As part of Women’s History Month, the artists will participate in a panel discussion about their work 4:15 p.m. Thursday, March 3, in the Gendebien Room. Mary Armstrong, associate professor of English and chair of women’s and gender studies, and Curlee Holton, Roth Professor of Art, will moderate. The exhibit will be on view through March 11 from 10 a.m.-10 p.m. daily. Exhibition catalogs are available for sale.
By Maureen Cummins
At first glimpse, it may be hard to find common threads among the vintage comic books, modern photographs, and old documents that appear in these works. However, all three artists use elements from the past as a way to make sense of contemporary culture.
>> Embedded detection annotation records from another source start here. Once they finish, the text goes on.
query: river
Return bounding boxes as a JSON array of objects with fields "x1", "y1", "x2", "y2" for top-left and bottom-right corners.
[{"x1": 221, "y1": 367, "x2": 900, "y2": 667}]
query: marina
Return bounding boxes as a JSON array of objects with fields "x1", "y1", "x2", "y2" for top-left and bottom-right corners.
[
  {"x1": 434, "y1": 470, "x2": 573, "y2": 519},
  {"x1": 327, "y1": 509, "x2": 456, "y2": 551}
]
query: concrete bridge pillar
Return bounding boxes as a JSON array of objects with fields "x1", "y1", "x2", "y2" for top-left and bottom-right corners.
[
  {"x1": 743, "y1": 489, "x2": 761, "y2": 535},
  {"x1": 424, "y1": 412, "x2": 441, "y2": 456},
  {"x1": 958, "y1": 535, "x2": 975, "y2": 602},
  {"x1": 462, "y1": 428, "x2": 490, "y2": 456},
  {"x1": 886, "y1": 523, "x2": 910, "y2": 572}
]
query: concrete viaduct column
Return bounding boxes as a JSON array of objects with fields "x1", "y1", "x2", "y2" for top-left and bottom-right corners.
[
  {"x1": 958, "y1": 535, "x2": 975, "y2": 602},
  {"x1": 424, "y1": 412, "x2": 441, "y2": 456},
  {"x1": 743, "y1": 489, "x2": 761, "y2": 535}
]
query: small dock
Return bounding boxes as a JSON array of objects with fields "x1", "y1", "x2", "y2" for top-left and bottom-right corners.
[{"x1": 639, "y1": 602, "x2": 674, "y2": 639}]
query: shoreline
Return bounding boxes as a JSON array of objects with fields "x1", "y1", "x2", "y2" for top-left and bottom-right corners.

By rearranging and combining historical images, text, and ephemera with new material, they create provocative new works that challenge assumptions about race, gender, and memory.
By Ann Lovett
The work of Maureen Cummins is inspired by old letters, documents, and photographs that she collects from flea markets. She creates quilts, photo albums, and ledgers that deal with wrenching subjects (slavery, insanity, torture), subverting the traditional values and gentility usually embodied in these ordinary objects. Ann Lovett draws source material from historical archives and museum collections, as well as from her original photography. Her work explores individual and collective memory, the culture of memorials, and institutional control of sites of war, trauma, and loss. Nava Atlas collects everyday ephemera—pinup photos, advice columns, vintage food images, old comic books—and arranges them in ironic juxtapositions that question traditional assumptions about gender.